Jesus said, “Blessed are the peacemakers: for they shall be called the children of God” (Matthew 5:9, 3 Nephi 12:9).
Elder Gerrit W. Gong noted that many of our efforts to make peace involve the people closest to us:
Just as joys come in families, so can sorrows. No individual is perfect, nor is any family. When those who should love, nurture, and protect us fail to do so, we feel abandoned, embarrassed, hurt. Family can become a hollow shell. Yet, with heaven’s help, we can come to understand our family and make peace with each other.“We Each Have a Story,” General Conference, April 2022
He added, “Hard as it may be, as we forgive ourselves and each other with Christ’s help, we become ‘the children of God’ (Matthew 5:9)” (see footnote 17).

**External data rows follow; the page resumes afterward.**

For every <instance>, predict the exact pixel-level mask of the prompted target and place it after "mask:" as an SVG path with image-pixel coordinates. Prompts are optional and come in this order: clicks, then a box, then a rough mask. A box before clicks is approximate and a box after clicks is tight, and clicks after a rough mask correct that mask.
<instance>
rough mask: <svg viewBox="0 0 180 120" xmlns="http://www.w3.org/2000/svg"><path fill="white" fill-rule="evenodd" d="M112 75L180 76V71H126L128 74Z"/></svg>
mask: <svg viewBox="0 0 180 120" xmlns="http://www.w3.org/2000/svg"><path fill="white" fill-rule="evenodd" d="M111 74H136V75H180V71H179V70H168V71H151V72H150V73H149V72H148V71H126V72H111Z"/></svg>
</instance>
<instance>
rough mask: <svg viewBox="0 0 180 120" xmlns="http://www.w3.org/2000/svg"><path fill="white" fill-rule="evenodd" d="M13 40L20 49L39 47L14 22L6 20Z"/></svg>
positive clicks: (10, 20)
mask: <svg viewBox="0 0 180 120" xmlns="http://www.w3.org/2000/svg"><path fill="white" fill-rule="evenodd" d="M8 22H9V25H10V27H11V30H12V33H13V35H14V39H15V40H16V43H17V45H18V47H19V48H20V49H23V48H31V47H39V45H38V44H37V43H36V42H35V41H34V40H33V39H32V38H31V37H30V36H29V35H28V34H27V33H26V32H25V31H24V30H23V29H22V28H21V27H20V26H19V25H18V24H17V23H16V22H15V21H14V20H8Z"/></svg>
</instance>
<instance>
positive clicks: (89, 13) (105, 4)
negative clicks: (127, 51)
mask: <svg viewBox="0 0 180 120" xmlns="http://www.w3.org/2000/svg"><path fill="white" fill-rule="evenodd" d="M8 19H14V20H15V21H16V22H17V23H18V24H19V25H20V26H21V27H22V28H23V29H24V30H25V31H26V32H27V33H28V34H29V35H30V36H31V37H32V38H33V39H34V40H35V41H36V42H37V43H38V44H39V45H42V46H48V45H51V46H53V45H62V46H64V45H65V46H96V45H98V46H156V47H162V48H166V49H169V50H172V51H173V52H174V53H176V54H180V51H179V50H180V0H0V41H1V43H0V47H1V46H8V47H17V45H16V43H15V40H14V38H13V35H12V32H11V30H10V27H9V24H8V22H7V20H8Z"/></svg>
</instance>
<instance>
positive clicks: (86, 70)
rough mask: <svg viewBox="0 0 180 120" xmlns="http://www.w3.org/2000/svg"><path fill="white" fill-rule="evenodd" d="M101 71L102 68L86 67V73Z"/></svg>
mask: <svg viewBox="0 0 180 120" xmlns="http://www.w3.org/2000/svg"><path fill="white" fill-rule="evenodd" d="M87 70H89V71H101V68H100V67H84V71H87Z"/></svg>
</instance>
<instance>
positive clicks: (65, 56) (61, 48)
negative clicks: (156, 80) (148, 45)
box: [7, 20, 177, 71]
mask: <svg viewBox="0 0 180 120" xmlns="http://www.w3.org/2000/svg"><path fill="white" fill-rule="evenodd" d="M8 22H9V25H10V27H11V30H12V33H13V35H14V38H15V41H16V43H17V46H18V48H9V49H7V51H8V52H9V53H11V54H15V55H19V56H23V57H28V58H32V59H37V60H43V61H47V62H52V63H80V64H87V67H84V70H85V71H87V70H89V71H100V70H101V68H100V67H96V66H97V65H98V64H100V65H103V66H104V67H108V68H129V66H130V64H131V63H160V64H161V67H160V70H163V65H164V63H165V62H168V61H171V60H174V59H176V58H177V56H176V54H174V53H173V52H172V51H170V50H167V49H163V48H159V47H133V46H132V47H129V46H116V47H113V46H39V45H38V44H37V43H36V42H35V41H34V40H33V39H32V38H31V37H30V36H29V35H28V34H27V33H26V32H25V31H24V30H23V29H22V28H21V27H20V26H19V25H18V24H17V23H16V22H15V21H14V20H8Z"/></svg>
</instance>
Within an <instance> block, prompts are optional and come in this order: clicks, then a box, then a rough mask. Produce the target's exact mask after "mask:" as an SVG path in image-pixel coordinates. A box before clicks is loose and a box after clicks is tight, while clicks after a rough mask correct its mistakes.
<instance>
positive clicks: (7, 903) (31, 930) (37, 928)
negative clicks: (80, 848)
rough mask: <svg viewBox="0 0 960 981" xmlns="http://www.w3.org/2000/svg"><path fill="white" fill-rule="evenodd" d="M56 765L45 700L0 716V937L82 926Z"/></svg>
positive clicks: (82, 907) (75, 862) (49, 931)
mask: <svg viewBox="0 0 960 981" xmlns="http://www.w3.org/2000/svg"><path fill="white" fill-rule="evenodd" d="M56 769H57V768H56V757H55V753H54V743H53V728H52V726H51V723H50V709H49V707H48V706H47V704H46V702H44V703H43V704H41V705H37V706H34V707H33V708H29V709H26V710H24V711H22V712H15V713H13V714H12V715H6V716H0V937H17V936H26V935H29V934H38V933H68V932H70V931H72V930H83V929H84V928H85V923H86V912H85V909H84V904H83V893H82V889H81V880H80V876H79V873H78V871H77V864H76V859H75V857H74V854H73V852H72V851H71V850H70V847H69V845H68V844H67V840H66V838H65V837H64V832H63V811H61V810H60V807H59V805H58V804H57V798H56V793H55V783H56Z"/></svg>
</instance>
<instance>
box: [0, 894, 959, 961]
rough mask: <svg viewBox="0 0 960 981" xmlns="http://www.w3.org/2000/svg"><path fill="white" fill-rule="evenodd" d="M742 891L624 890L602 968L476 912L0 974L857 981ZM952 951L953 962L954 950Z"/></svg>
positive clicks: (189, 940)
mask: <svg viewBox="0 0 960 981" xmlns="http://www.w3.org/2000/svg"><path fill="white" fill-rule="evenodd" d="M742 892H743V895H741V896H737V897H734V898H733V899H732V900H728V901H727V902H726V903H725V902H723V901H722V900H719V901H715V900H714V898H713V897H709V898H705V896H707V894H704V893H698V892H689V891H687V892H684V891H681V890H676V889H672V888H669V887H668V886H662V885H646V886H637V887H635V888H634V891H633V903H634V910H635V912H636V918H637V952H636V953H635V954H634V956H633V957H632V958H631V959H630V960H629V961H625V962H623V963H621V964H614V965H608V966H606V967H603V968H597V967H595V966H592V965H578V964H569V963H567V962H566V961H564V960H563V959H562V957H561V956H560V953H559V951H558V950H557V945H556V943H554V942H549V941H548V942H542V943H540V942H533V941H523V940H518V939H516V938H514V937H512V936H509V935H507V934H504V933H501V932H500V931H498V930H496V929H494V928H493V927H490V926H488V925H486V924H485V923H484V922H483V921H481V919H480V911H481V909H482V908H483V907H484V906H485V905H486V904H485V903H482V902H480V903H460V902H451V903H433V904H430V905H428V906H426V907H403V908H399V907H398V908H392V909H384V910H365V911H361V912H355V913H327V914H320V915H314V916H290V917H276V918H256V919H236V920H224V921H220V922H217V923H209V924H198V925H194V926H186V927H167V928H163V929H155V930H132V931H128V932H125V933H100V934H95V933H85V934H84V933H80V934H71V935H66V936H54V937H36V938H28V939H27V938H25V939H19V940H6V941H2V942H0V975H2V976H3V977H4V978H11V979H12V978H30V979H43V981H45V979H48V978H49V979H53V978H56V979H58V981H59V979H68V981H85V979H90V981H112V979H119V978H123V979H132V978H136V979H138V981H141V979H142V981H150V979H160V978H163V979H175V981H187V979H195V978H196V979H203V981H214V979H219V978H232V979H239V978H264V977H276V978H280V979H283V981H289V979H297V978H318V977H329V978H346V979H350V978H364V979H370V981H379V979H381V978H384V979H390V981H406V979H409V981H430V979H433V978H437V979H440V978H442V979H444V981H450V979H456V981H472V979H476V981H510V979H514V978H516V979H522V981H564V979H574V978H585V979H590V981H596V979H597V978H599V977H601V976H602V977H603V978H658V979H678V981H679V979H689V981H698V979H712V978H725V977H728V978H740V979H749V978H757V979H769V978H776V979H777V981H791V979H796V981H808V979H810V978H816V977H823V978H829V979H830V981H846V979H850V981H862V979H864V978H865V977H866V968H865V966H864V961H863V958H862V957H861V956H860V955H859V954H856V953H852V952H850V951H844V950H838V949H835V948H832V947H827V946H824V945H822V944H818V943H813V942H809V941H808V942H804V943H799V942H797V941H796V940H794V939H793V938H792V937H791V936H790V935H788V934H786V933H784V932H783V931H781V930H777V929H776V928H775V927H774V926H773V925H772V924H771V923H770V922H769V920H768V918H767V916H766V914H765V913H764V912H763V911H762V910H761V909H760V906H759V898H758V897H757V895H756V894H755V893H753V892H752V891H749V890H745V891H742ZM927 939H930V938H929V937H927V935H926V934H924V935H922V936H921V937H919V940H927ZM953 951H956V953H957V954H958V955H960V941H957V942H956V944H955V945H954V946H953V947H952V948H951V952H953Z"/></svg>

Elder Neil L. Andersen said:
How does a peacemaker calm and cool the fiery darts? Certainly not by shrinking before those who disparage us. Rather, we remain confident in our faith, sharing our beliefs with conviction but always void of anger or malice.“Following Jesus: Being a Peacemaker,” General Conference, April 2022
And Reverend Amos C. Brown, a national civil rights leader, observed:
We can gripe about the way things were. We can refuse to acknowledge all the good going on now. … But these approaches will not heal our national divisions. … As Jesus taught, we don’t eradicate evil with more evil. We love generously and live mercifully, even toward those we think to be our enemies.“Amos C. Brown: Follow the LDS Church’s Example to Heal Divisions and Move Forward,” Salt Lake Tribune, 20 January 2022
Today, I will be a peacemaker. I will strive to heal divisions and calm people’s anxieties. I will strive to forgive and to be generous and merciful, particularly with the people closest to me.